Have you ever noticed how, in the many conversations you have with different people throughout a typical day, the topics of your conversations and your style of conversation change depending on who you’re speaking to?
If you were to pick a random topic, such as the weather or a recent film you have seen, and you discussed it casually with a few different people, you will most likely notice that even if your conversation covers the same topic, your style will vary depending on the other person’s position (your boss or work colleague), profession (lawyer, shopkeeper), relationship to you (relative, friend, someone you have just met on a street), age (a child, an older person) or culture (national, religious etc).
We tend to speak in different ways to different people, our work colleagues, family, friends or just strangers we meet on a street or in a supermarket. Our speech adapts and changes depending on our interlocutors. We may adapt our choice of language like the vocabulary or jargon we use, or our accent, dialect or intonation. At times you may find yourself imitating someone else’s accent or use of vocabulary to get closer to them and gain sympathy, especially when working across cultures. This is the central tenet of Communication Accommodation Theory, which was developed by professor of communication Howard Giles of the University of California Santa Barbara.
Practical examples of this are when, for instance, we speak slowly when communicating across cultures so that our international counterparts can understand us, or how we use grammatically simple language with children (baby talk). In the same way, you can strategically choose to speak with a certain accent or use certain expressions in order to emphasise your membership of a group, or conversely, distance yourself from another.
The principle also covers non-verbal aspects of communication, such as posture and eye contact, which are especially important aspects of cultural awareness. For example, when two people speak one may seek eye contact while the other may wish to avoid it. In that instant, almost unconscious negotiation takes place as one has to adapt to the style of the other.
Most of these verbal and non-verbal adjustments are psychologically motivated and common among all people around the world. What differs is how we accommodate our language and behaviour to communicate with others across cultures more effectively and gain their appreciation, trust or acceptance.
Adapting to another person can come naturally and often imperceptibly in a mono-cultural environment, but if the interaction spans different cultures a certain degree of uncertainty comes into play, as the parties involved will very likely have different expectations of how communication should unfold. Cultural awareness training can help reduce this element of uncertainty and ensure you have the right level of cross cultural skills to communicate effectively across cultures.
Understanding varying levels of eye contact is just one example of this theory in action. Broadly speaking, western individuals associate a lack of eye contact with insecurity and even untrustworthiness at times. When a German manager meets a new member of his team, he will look him straight in the eye, accommodation assures his gaze in turn will be met. All of his German counterparts know this shows both mutual respect and that the new team member is confident and ready to meet the challenges of the new assignment.

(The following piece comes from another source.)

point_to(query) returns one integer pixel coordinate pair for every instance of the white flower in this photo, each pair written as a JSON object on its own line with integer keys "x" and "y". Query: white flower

Things are different when doing business in Japan, where respect for your superiors should be shown by not meeting their gaze. Accommodation means that a Japanese junior member of staff will not look his boss in the eye when he or she talks to him, and know that by doing this all expectations are met.
What happens when business relations bring the German junior team member into contact with the Japanese manager? Who, if at all, will accommodate their communication style when doing business with the other? What are the consequences of this not happening?
One way to eliminate any uncertainty that arises from this scenario is through cultural awareness training. By providing insight into your own culture and communication style, as well as those of the host country you are doing business in, it is possible to develop a level of cross cultural awareness that will help you to make the necessary cultural adjustments that come so naturally when communicating with someone from your own culture.
Confidence, awareness of what to expect and skills to react appropriately, all developed through cultural awareness training, can eliminate at least part of the uncertainty inherent in international business relations and lead to more economic success.